O custo extra que o construtor tem para adquirir esses materiais é mais do que compensado pelo ganho de qualidade no laminado e economia de tempo de produção. Na próxima semana o post do blog abordará as particularidades dos consumíveis utilizados para realização da infusão a vácuo e mostrará como se montam as saídas de vácuo e entradas de resina.

Tipos de Fibra de Carbono

A construção das estruturas de materiais compostos como se conhece hoje só foi possível com o desenvolvimento das fibras de vidro em meados de 1940. As fibras de carbono apresentam uma revolução igualmente significativa para os composites estruturais, sendo um reforço mais forte, mais leve e mais durável que qualquer outro material disponível no mercado atualmente.

Desde a década de 1970, a indústria é capaz de produzir fibras de carbono a base de polímero de poliacrilonitrila (PAN) em grandes volumes, mantendo o desempenho, qualidade e consistência necessárias no processamento de materiais desenvolvidos para indústria aeronáutica, para onde elas foram originalmente desenvolvidas.

Na indústria náutica sua aplicação é destinada à peças que necessitam de uma eficiência estrutural muito alta ou que precisem ter baixo peso para que o centro de gravidade da embarcação não fique muito alto e prejudique a estabilidade da navegação. Ou seja, não são apenas os barcos de regata que fazem uso desse tipo de reforço, mas muitos estaleiros acabam utilizando fibras de carbono para construção de casarias e principalmente de hard tops.

Assim como existem diferentes variedades de fibra de vidro, existem diferentes variedades de fibras de carbono. A diferença entre elas se concentra principalmente na combinação entre resistência à tração e módulo de elasticidade, como indicado no Gráfico 1.

Gráfico 1. Classificação das fibras de carbono

As fibras de carbono de módulo padrão, conhecidas no mercado como fibras de Standard Modulus, possuem módulos de elasticidade até 230 GPa ou um pouco superior. São as fibras de carbono com melhor custo-benefício considerando tanto a resistência à tração quanto a rigidez do material, com fios construídos com 1k a 24k filamentos.

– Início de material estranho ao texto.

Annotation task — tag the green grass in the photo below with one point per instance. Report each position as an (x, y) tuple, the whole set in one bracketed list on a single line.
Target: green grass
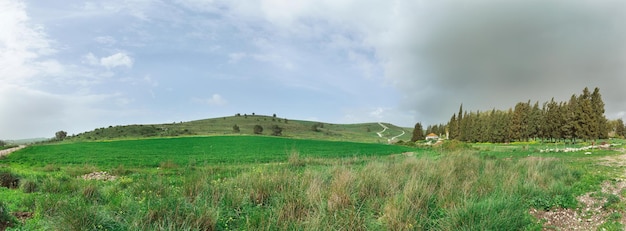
[(269, 183), (181, 151), (365, 132)]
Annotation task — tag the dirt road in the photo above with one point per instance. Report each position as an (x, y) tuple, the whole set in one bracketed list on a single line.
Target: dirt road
[(10, 150)]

As fibras de módulo intermediário, ou Intermediate Modulus, possuem módulos de elasticidade que variam entre aproximadamente 290 e 330 GPa. Existe uma grande variedade dessa classe de fibras de carbono, que também são conhecidas como High Strength porque apresentam a melhor resistência à tração. A diferença entre os conceitos de resistência e módulo de elasticidade já foi abordada em vários tópicos e detalhes no blog. 

As aplicações das fibras de módulo intermediário são bastante amplas, incluindo as áreas aeroespacial, industrial, entre outras. Por sua ampla gama de opções, elas apresentam diversos preços e propriedades para atender as diferentes demandas desses mercados. Os fios dessa classe de fibras de carbono são construídos com uma quantidade de filamentos que varia ente 6k e 36k.

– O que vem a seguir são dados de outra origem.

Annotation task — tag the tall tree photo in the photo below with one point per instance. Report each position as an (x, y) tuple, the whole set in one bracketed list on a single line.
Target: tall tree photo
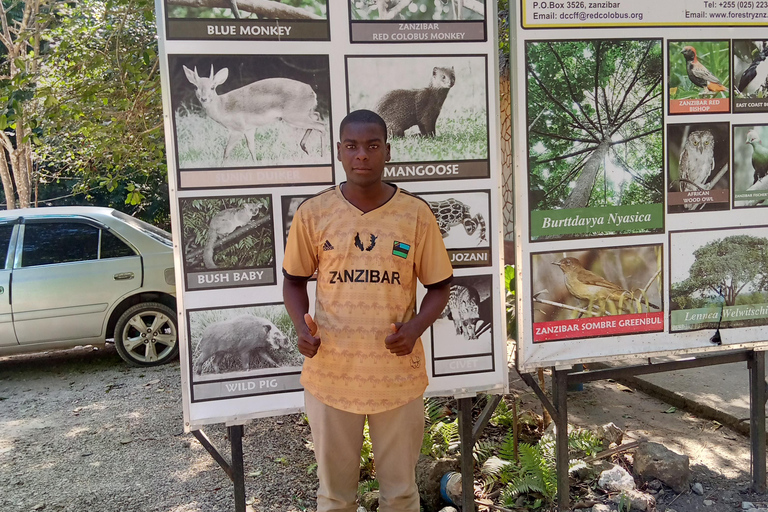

Por fim, as fibras de carbono de alto módulo, também chamadas de High Modulus, podem alcançar módulos de elasticidade de até 640 GPa. São normalmente utilizadas em aplicações onde a expansão térmica é um fator crítico, já que seu coeficiente de expansão é muito baixo. Isso inclui estruturas aeroespaciais e até mesmo artigos esportivos de altíssimo desempenho. Os fios das fibras de carbono de alto módulo são compostos por uma quantidade de filamentos que varia entre 3k e 12k.

Ao selecionar o melhor tipo de fibra de carbono para o seu projeto, o construtor deve também verificar qual o tratamento superficial a fibra recebeu, já que isso definirá qual o sistema de resina será compatível com os filamentos. Em geral esse tipo de reforço é compatível com sistemas de resina epoxy e, mais raramente, com resinas estervinílicas e poliéster.

As subclassificações dentro dos tipos de fibra de reforço são mais algumas das inúmeras variáveis que o construtor deve estar atento no momento de selecionar os melhores materiais para seu barco.